No PHP code loops or evaluates rules at runtime. The results are fully computed at transpile time and baked into the emitted source. This means the PHP output is maximally simple and fast (array literal, no interpreter overhead) at the cost of being static (the Datalog program cannot take runtime input).

2.4 Why emit a static array (not a runtime engine)

The fixture corpus (phase08-datalog/) contains only programs where the Datalog rules and facts are fully known at compile time. A runtime engine would be needed only if rules or facts could be provided at runtime (e.g., from a database query). That use case is out of scope for MEP-55 Phase 8.

The static-array approach:

  • Requires no runtime dependency.
  • Is maximally fast at runtime.
  • Produces byte-equal output across PHP versions.
  • Is easily validated: TestPhase8EmitFragments checks that the emitted array contains the expected values.

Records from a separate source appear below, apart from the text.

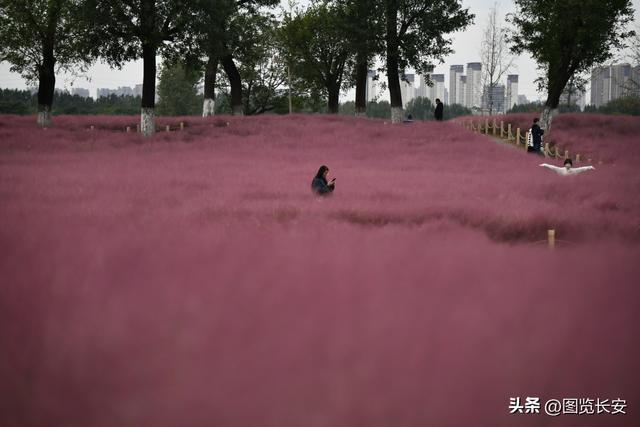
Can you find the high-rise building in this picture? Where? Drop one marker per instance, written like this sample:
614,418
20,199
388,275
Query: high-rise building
121,91
612,82
80,91
493,99
407,89
437,90
461,89
576,97
371,86
474,85
511,97
422,90
455,72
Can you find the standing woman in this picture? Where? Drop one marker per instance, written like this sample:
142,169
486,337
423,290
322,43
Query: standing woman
319,185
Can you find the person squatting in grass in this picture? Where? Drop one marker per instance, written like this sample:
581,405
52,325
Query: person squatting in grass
568,168
535,138
319,185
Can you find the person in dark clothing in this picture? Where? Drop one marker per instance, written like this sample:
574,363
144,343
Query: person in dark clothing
319,185
535,138
439,112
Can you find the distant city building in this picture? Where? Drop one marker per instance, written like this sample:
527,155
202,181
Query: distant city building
612,82
455,92
462,91
474,85
493,99
577,97
423,89
80,91
407,89
371,86
511,98
121,91
437,90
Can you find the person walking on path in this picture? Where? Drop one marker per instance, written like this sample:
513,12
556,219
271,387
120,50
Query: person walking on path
535,138
438,114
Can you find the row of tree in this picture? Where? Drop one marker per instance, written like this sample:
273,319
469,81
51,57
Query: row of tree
320,50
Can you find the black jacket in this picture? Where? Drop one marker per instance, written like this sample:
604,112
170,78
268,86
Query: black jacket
319,186
439,111
536,136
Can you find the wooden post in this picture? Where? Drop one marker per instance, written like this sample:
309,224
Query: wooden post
551,238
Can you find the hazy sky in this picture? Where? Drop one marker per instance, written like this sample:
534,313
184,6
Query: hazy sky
466,46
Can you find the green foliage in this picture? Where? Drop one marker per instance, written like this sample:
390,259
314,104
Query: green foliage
24,102
423,109
29,28
317,49
178,91
530,107
379,110
422,30
568,37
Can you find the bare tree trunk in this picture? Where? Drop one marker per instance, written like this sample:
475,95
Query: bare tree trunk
147,115
333,90
236,84
210,73
393,73
362,69
46,87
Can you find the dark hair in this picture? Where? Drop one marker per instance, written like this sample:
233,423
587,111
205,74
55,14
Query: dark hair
321,171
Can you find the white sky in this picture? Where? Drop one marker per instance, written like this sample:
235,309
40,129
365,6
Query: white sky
465,44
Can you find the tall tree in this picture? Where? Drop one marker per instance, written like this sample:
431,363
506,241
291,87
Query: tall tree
178,90
415,37
38,37
568,37
365,33
226,32
318,49
127,30
496,57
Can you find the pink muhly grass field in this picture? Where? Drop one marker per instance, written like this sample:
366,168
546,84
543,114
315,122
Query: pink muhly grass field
194,280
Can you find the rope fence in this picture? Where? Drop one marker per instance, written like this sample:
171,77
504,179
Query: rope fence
167,128
520,140
504,131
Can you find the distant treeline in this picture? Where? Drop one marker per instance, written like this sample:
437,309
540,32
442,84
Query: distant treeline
419,108
13,101
628,105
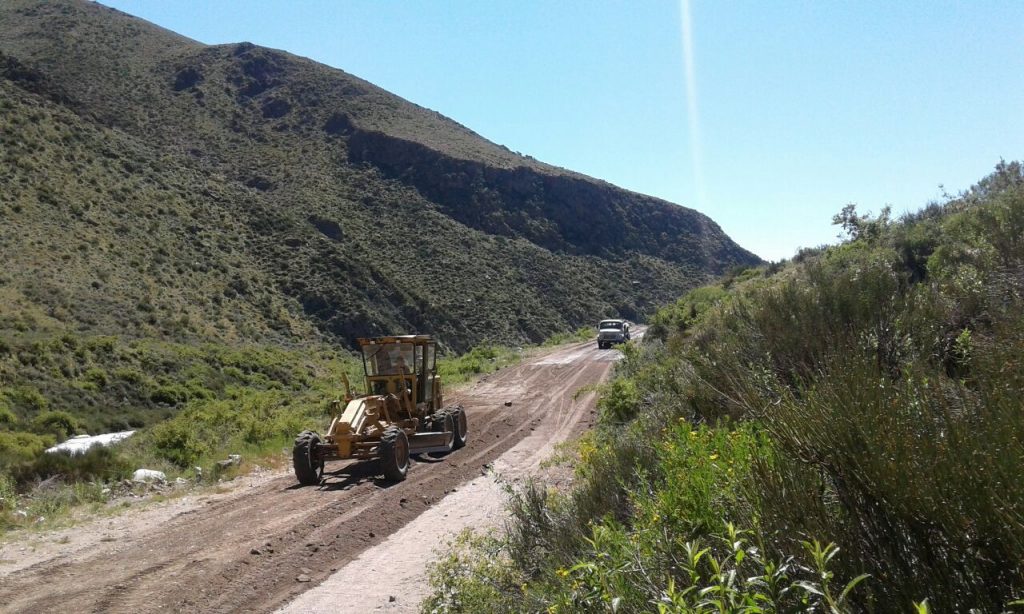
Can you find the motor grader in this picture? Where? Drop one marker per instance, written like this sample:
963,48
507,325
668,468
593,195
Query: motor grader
400,413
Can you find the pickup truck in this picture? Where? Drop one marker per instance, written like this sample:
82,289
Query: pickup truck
610,332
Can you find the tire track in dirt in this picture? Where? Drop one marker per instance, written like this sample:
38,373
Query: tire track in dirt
244,551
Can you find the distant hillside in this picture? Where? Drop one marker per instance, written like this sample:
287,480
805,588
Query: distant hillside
153,186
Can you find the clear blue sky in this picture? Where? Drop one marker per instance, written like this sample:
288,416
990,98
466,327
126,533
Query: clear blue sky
790,110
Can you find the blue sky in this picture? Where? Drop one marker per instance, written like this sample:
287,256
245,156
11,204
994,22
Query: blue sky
790,111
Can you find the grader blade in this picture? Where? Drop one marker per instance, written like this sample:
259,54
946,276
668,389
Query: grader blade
400,413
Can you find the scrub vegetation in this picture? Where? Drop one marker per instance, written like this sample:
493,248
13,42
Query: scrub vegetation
194,236
840,432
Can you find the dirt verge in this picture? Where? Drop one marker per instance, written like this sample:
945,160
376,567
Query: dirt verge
264,543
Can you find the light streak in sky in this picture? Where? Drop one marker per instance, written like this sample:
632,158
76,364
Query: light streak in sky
691,101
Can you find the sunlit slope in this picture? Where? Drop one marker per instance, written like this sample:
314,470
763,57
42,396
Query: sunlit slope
153,185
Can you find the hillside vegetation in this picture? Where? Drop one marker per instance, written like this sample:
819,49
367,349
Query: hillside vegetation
181,224
157,186
842,432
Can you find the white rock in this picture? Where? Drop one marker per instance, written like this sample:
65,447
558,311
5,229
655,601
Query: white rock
148,475
80,443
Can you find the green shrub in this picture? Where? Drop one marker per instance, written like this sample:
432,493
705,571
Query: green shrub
17,446
60,424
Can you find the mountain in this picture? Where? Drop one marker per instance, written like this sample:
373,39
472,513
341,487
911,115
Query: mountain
154,186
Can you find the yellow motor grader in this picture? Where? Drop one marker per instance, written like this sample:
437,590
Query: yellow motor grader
401,412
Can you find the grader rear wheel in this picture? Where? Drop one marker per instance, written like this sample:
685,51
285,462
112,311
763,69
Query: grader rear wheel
394,454
308,467
461,427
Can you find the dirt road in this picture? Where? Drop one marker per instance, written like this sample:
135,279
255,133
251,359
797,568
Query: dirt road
260,545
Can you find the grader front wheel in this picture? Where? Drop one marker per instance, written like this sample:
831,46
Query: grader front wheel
308,467
461,427
394,454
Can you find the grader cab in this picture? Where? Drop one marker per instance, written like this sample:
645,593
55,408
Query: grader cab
401,412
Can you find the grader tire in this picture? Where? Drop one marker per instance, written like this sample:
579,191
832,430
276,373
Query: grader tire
308,468
461,427
394,454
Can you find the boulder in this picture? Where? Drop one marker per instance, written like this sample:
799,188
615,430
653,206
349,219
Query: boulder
148,475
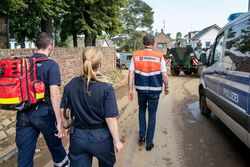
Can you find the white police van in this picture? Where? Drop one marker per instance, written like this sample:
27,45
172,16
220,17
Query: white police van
225,84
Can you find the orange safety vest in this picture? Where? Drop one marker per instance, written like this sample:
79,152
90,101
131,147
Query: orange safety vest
147,71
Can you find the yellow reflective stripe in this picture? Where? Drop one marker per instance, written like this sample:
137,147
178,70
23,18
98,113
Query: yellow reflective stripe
39,95
14,100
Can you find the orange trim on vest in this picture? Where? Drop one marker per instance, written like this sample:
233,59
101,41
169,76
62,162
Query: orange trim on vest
147,60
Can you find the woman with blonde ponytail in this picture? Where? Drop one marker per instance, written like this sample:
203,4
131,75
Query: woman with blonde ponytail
94,130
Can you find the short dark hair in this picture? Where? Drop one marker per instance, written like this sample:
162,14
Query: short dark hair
148,39
43,40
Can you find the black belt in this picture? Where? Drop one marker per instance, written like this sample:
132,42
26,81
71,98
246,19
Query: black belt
89,127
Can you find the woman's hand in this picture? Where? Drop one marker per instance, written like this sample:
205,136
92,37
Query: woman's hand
118,146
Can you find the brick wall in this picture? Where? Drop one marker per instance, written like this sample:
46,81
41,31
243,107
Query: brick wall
3,33
70,62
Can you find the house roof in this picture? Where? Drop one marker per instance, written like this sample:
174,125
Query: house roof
100,42
166,36
205,30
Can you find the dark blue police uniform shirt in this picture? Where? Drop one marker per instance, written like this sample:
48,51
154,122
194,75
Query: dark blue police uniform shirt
91,109
49,73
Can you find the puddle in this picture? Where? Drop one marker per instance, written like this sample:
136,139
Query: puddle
194,109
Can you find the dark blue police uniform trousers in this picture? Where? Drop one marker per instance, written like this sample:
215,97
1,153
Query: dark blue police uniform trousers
84,144
149,100
28,127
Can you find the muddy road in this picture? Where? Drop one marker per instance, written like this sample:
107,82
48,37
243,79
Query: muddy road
183,137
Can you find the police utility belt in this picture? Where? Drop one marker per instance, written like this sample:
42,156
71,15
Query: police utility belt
89,127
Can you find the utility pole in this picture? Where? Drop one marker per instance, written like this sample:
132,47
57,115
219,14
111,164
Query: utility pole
248,5
164,24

A future MEP could add a runtime Datalog engine (potentially using amphp/revolt for async evaluation, or a dedicated mochi/datalog Composer package) for programs that need runtime-variable rules.

3. RawCStmt and QueryScopeStmt no-ops

The aotir IR carries two statement types that only make sense for the C backend:

  • RawCStmt: pre-rendered C source code for the Datalog runtime setup (dl_solver_add_rule, etc.). The PHP backend evaluates Datalog at compile time, so this hint is ignored (lower.go line 481: return nil, nil).

  • QueryScopeStmt: a C-specific arena allocation scope wrapping query result accumulation. PHP's garbage collector handles memory automatically, so the scope wrapper is inlined without the frame (lower.go line 475: return l.lowerBlock(v.Body)).

Both no-ops are documented in the source with comments explaining why the C-backend hint is irrelevant for PHP.